Daisy’s journals show also that Roosevelt’s vaunted inner serenity was not as unshakable as we had thought. “The President] had an awful nightmare last night,” she noted at the Maryland retreat he called Shangri-La in October of 1943. “I woke out of a sound sleep, to hear him calling for help in blood curdling sounds! When he appeared at 10 A.M. he told us he thought a man was coming in “through the transom” & was going to kill him, & then sat down on the edge of his bed. It all happened in a minute, I suppose, & quiet settled down again. … I wondered why the [Secret Service] didn’t rush in, but he says they are quite accustomed to his nightmares!”

What astonished me most is the emotional candor in the letters. Roosevelt could confide in Daisy when he could not in his wife.

There are other surprises scattered through Daisy’s papers. FDR did not tell either his wife or his Secretary of State in advance that he was sailing to meet Winston Churchill off New-foundland in 1941, but he did tell Daisy, and then sent her long chatty letters from aboard ship: “[Churchill] … in many ways is an English Mayor La Guardia!” he wrote after their first meeting, “Don’t say I said so!” In 1944 he toyed with the notion of resigning the Presidency once the war had ended, to become Secretary-General of the brand-new United Nations. His inability ever to admit to himself that his paralysis was permanent turns out to have extended all the way to the final months of his life when, with Daisy’s connivance, a self-proclaimed healer was regularly slipping into the White House to give him massages meant somehow to put him back on his feet.

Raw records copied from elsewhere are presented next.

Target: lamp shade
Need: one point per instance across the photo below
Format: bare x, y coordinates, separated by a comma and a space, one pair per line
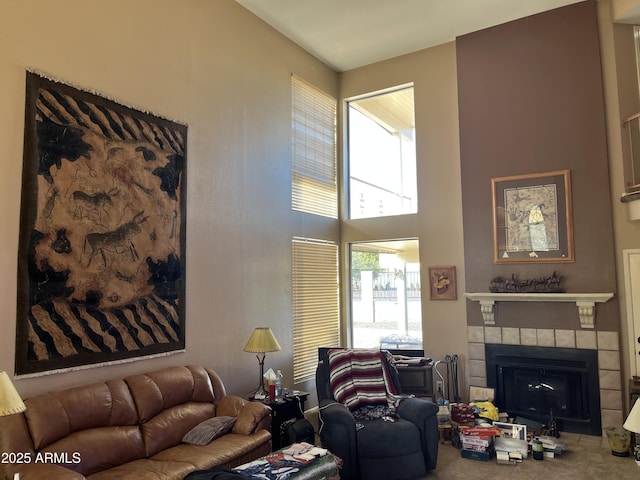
632, 423
10, 401
262, 340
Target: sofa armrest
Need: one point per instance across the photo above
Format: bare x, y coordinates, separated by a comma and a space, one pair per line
423, 414
338, 434
251, 416
40, 471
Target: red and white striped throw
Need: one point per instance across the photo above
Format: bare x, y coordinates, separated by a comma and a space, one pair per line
359, 377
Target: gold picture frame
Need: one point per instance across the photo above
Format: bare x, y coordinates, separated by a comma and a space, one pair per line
442, 283
532, 218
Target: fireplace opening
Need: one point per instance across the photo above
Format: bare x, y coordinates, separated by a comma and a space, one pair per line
539, 382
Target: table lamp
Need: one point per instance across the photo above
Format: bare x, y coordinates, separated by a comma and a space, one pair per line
261, 341
10, 401
632, 423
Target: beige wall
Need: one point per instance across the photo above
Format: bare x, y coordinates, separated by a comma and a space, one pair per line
226, 74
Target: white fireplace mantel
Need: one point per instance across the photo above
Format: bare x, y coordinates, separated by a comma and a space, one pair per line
585, 302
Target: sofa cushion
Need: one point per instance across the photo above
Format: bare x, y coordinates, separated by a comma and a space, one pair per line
168, 427
96, 449
204, 432
160, 390
55, 415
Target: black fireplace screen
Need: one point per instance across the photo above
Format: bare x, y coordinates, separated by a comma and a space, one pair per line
540, 382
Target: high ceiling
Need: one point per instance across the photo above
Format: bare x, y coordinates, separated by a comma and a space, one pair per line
347, 34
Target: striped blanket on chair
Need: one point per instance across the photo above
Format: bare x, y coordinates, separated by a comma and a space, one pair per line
360, 377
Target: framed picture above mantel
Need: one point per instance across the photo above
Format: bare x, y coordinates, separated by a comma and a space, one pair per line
532, 218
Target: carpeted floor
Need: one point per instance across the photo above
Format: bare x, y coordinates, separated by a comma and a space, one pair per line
586, 458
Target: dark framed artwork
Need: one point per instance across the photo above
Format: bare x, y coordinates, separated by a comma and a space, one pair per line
101, 267
532, 218
442, 283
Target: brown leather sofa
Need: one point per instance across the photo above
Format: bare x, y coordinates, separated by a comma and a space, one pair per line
131, 428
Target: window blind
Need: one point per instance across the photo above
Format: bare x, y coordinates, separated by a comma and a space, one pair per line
316, 303
314, 181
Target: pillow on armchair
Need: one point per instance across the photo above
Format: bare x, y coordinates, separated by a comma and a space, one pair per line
207, 431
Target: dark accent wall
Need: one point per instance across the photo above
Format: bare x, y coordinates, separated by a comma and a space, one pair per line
531, 101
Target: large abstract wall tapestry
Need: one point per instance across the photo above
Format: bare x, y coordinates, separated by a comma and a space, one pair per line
101, 268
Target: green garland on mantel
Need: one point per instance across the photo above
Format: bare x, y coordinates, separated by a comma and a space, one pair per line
550, 284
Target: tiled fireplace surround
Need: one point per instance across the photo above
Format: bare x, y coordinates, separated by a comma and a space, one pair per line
606, 343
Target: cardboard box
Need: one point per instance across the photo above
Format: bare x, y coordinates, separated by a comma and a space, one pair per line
474, 455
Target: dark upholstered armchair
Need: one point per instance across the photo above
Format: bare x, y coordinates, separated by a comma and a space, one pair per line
375, 449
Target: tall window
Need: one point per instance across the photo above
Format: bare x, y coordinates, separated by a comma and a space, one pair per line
314, 182
314, 190
316, 313
386, 307
382, 156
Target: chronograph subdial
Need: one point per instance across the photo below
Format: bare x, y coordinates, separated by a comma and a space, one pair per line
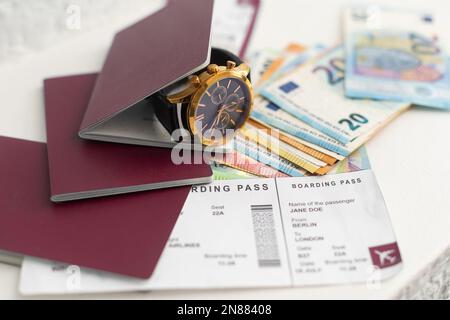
219, 94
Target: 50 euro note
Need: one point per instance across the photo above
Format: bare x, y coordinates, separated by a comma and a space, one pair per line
265, 157
270, 140
395, 55
314, 94
243, 165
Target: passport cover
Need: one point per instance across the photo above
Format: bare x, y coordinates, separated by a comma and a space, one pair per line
124, 234
84, 169
150, 55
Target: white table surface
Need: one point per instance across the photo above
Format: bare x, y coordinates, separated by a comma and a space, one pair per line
410, 157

For me, the most surprising—and the most poignant—passages come at the very end of Daisy’s journals and confirm more clearly than anything else I have ever encountered the continuing paramountcy of the President’s mother in her son’s emotional life, even after she was dead. “That big [Hyde Park] house without his mother seems awfully big & bare,” Daisy noted shortly after Sara Delano Roosevelt’s death in 1941. “She gave him that personal affection which his friends & secretaries cannot do, in the same way—He was always ‘my boy,’ and he seemed to me often rather pathetic, and hungry for just that kind of thing. His wife is a wonderful person, but she lacks the ability to give him the things his mother gave him. She is away so much, and when she is here she has so many people around—the splendid people who are trying to do good and improve the world—‘up-lifters,’ the [President] calls them—that he can not relax and really rest.”

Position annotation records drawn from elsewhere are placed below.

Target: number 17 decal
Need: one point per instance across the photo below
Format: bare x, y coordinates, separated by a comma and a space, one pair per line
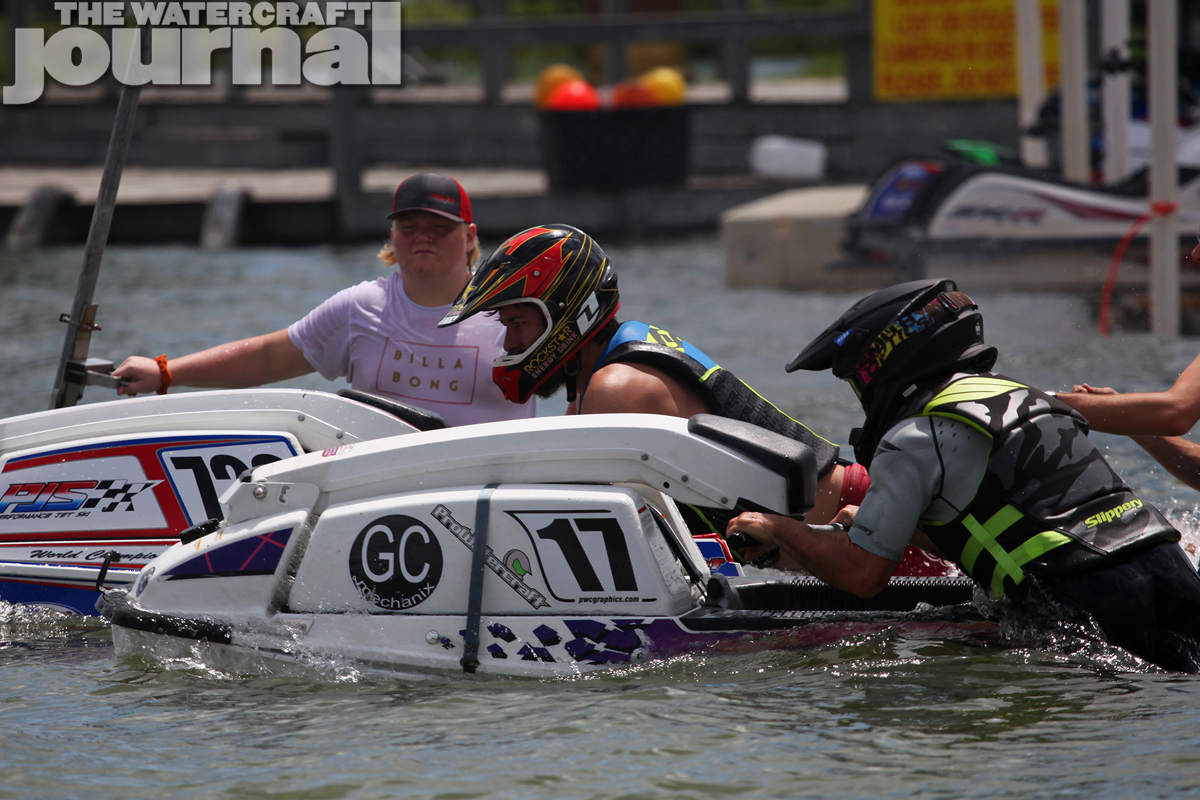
587, 549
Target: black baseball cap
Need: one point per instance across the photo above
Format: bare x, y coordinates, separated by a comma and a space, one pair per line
431, 192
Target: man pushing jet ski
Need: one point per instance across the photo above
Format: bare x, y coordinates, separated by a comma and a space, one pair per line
1000, 475
555, 290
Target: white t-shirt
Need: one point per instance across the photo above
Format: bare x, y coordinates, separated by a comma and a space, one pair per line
387, 344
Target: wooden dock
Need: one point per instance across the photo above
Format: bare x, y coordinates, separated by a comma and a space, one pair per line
298, 206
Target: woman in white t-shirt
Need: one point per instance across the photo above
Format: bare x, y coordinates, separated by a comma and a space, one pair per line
381, 335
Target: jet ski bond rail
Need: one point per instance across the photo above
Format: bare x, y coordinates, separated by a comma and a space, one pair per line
659, 451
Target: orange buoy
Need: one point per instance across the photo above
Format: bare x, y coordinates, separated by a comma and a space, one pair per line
667, 85
550, 79
574, 96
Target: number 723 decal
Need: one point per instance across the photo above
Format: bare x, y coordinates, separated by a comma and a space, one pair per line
583, 553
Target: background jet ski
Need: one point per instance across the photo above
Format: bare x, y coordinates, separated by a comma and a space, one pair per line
964, 217
537, 547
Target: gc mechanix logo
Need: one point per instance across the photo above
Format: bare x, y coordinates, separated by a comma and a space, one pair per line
186, 35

Providing the kind of relaxation and rest FDR’s mother had always insisted upon for him became Daisy’s mission. At Warm Springs in early April of 1945, when even Roosevelt seems to have understood his life was ebbing, his doctors prescribed a daily bowl of sweetened porridge in hopes of keeping up his weight. He couldn’t bear the stuff, and so it fell to Daisy to spoon it into him. After his valet had put him to bed, she wrote, “I took him his gruel … and he put on his little act of helplessness! It amuses him to be fed, and I love to feed him. …” During the last evenings of his life then, with the help of his adoring friend, the dying President found solace in willing his mind back to the happiest moments of his life and pretended to be a little boy once again, being cared for by the mother who always meant everything to him.